Thursday, December 20, 2018

Simone Weil and the Need for Roots

Don't we all need roots?  A place where we can take hold, flourish, bear fruit?

Especially now.  Especially today.

In her book, The Need for Roots, French writer and philosopher Simone Weil (1909-1943), writes about this. (It would be tempting to write just of her unconventional, agonized life, but it's the work that's most relevant.)  She begins the book with a section called, "The Needs of the Soul." And what are they? Surprising things, as far as I was concerned when I first read the book.  The first four she lists are Order, Liberty, Obedience and Responsibility.

What?  Liberty, certainly, and Order, yes.  But the soul needs Obedience?  What else is on her list?

She follows with Equality; Hierarchism; Honor; Punishment; Freedom of Opinion; Security; Risk; Private Property; Collective Property; and Truth.

Maybe not what you expected if someone asked you, What are the needs of the soul?

Here's what she has to say about Risk: "The absence of risk produces a type of boredom which paralyses in a different way from fear, but almost as much."

Even with the Internet, what she says about Truth still holds: "There are men who work eight hours a day and make the immense effort of reading in the evenings so as to acquire knowledge. It is impossible for them to go and verify their sources in the big libraries. They have to take the book on trust. One has no right to give them spurious provender."

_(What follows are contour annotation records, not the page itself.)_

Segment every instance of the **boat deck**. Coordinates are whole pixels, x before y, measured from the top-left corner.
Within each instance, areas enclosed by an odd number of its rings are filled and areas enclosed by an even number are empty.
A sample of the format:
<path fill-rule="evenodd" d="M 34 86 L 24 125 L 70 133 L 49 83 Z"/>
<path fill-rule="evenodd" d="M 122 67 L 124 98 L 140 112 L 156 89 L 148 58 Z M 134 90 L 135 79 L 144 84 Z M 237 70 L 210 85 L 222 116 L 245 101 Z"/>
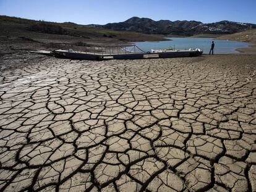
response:
<path fill-rule="evenodd" d="M 69 51 L 68 50 L 58 49 L 53 51 L 34 51 L 33 53 L 38 53 L 46 55 L 53 55 L 57 57 L 64 57 L 73 59 L 85 60 L 109 60 L 109 59 L 142 59 L 155 58 L 172 58 L 193 57 L 202 55 L 202 51 L 189 50 L 175 50 L 168 51 L 160 51 L 158 52 L 126 52 L 119 53 L 107 54 L 103 52 L 92 52 L 83 51 Z"/>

The next section of the book is "Uprootedness." She believed uprootedness to be "by far the most dangerous malady to which human societies are exposed." She even hated the Roman Empire because of all the uprootedness it caused. To her it was clear: "Whoever is uprooted himself uproots others. Whoever is rooted himself doesn't uproot others."

Having numbingly, and, at times, desperately, worked in a Renault car factory, she was most conscious of the vanishing of the traditional French guild worker and, potentially, even of the farmer. Central to guilds was the idea that young craftsmen would journey around the country learning from masters. No more: "Nothing demonstrates more clearly the essential failure of the capitalist class than the negligence shown by employers in the matter of apprenticeship."

And of those drones, like herself, working assembly line jobs: "Nothing in the world can make up for the loss of joy in one's work." Echoes of Thoreau's most men living lives of quiet desperation.  Echoes of today.

She died in England.  She was only thirty-four. 

She could be severe and intractable on her way to the betterment of mankind.  T.S. Eliot said, referring to Weil, "A potential saint can be a very difficult person." But, in the end, he said, "What she cared about was human souls."

She is a voice to listen to for our troubled, uprooted times.  It still rings.